Perfect
Pitch
Other drivers see me in
the slow lane
tapping on the dashboard,
head bobbing
in my sound-proof booth
of glass.
As if enthusiasm
might excuse
my untuned ear.
I am the woodpecker
who starts at dawn
outside your bedroom
window.
The gaggle of geese
in their ragged V
complaining all the way
north.
The puffed up warbler
trilling sweetly,
his proclamation
of territorial war.
The birds do not sing
for beauty
as we understand it to be.
Only humans make music
for no reason at all.
Antidote to reason
beauty, or not.
Imperfect pitch
is fine, behind the wheel
no one listening in.
To feel the ecstasy of
speed
becalmed, at 5 pm
in a sea of traffic,
big rigs revving
a chorus of horns.
Watching gulls
free-wheeling overhead.
External circumstances are beyond your control. But our can
control we own state of mind. This is a cliché. But by the inexorable logic of
survival, and our own helplessness, it’s what we do.
Language is what distinguishes (elevates?) humans from other
animals. That, and music. Our cortex light up, our synapses jump, and there is
a widespread activation and coordination of the brain when we listen to music.

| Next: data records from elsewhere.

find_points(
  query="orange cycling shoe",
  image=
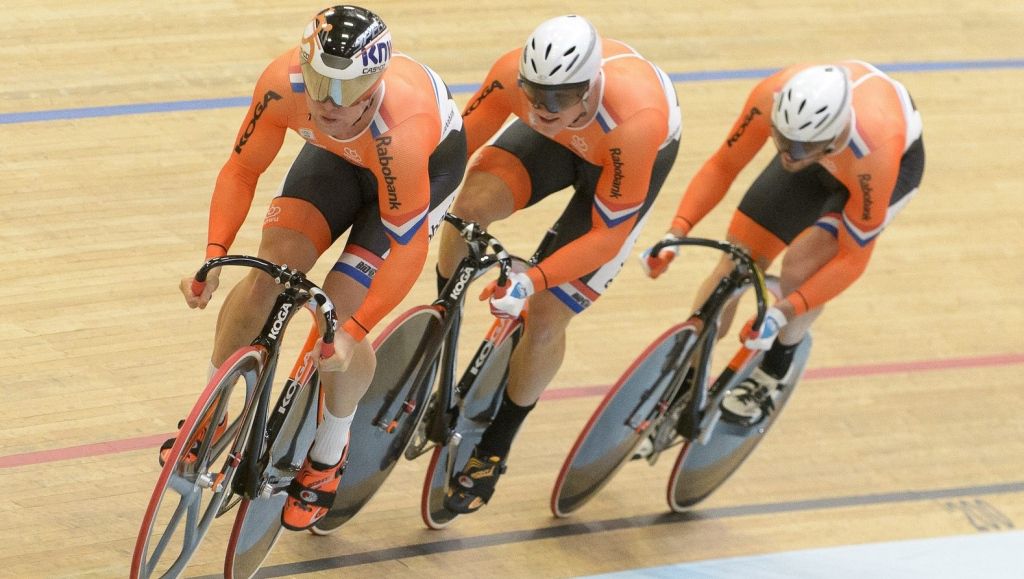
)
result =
(193, 454)
(311, 493)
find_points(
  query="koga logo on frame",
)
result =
(279, 322)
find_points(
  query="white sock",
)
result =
(332, 436)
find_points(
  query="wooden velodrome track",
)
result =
(117, 116)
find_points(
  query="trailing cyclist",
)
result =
(850, 157)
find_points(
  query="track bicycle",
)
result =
(233, 449)
(666, 399)
(402, 414)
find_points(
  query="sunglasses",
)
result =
(554, 98)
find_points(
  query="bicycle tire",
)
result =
(701, 468)
(373, 451)
(257, 524)
(192, 479)
(606, 442)
(478, 410)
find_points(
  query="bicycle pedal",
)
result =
(645, 450)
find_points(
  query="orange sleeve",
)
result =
(863, 217)
(256, 145)
(403, 197)
(748, 135)
(621, 192)
(492, 104)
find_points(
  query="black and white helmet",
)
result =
(564, 50)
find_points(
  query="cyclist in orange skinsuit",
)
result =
(850, 158)
(384, 154)
(590, 114)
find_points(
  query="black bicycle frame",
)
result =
(298, 292)
(706, 320)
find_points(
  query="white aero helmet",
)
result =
(811, 111)
(559, 61)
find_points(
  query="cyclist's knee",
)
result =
(548, 319)
(483, 199)
(805, 257)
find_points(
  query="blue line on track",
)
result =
(206, 104)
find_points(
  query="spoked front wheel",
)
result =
(621, 422)
(388, 413)
(479, 408)
(193, 488)
(702, 467)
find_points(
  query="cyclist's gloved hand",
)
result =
(341, 356)
(508, 300)
(188, 286)
(762, 339)
(654, 265)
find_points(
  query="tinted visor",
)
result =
(554, 98)
(798, 151)
(342, 92)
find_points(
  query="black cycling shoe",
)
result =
(472, 488)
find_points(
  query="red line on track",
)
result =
(153, 441)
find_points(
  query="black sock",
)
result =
(497, 439)
(441, 280)
(777, 360)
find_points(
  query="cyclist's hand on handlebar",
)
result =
(508, 300)
(654, 265)
(194, 300)
(762, 339)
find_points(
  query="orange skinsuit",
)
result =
(412, 119)
(884, 125)
(632, 123)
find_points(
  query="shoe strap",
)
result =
(310, 497)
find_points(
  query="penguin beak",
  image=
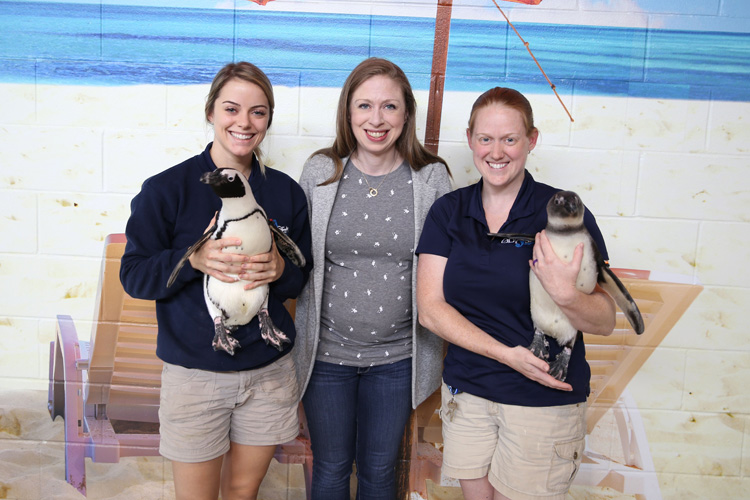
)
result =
(215, 178)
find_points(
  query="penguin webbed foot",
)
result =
(559, 367)
(269, 333)
(539, 346)
(223, 340)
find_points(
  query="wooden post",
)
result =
(437, 77)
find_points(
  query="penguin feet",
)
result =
(268, 331)
(559, 367)
(223, 340)
(539, 347)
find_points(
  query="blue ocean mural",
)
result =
(104, 44)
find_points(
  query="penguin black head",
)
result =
(565, 208)
(226, 182)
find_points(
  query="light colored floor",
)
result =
(32, 462)
(32, 465)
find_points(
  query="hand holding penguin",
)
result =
(572, 264)
(245, 235)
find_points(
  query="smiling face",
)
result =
(500, 146)
(377, 113)
(240, 119)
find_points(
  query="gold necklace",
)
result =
(373, 191)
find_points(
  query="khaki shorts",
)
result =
(526, 452)
(201, 411)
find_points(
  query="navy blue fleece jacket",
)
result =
(170, 214)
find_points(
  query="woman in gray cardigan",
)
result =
(363, 361)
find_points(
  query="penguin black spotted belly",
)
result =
(565, 230)
(229, 304)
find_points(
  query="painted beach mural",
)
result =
(643, 108)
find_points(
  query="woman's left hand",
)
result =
(556, 276)
(263, 268)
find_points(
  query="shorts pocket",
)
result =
(279, 382)
(565, 464)
(175, 375)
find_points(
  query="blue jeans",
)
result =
(357, 414)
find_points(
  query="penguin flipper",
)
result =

This activation is not only more widespread than language, but more powerful,
because music enters directly into emotion -- without cognitive processing, without
decoding or interpretation. It is raw and elemental. And a mystery why so
uniquely human. What was it in evolution
that so exquisitely tuned out brains to this hypnotic combination of rhythm and
pitch?
I envy those with perfect pitch. Mine is only good enough to
let me know that I’m off, but not good enough to let me find the actual note! I
heard a reference today to Tom Cochrane’s iconic song Life is A Highway, and thought about racing down the blacktop,
cranking it out at full voice …and not giving a damn how good or bad I sound!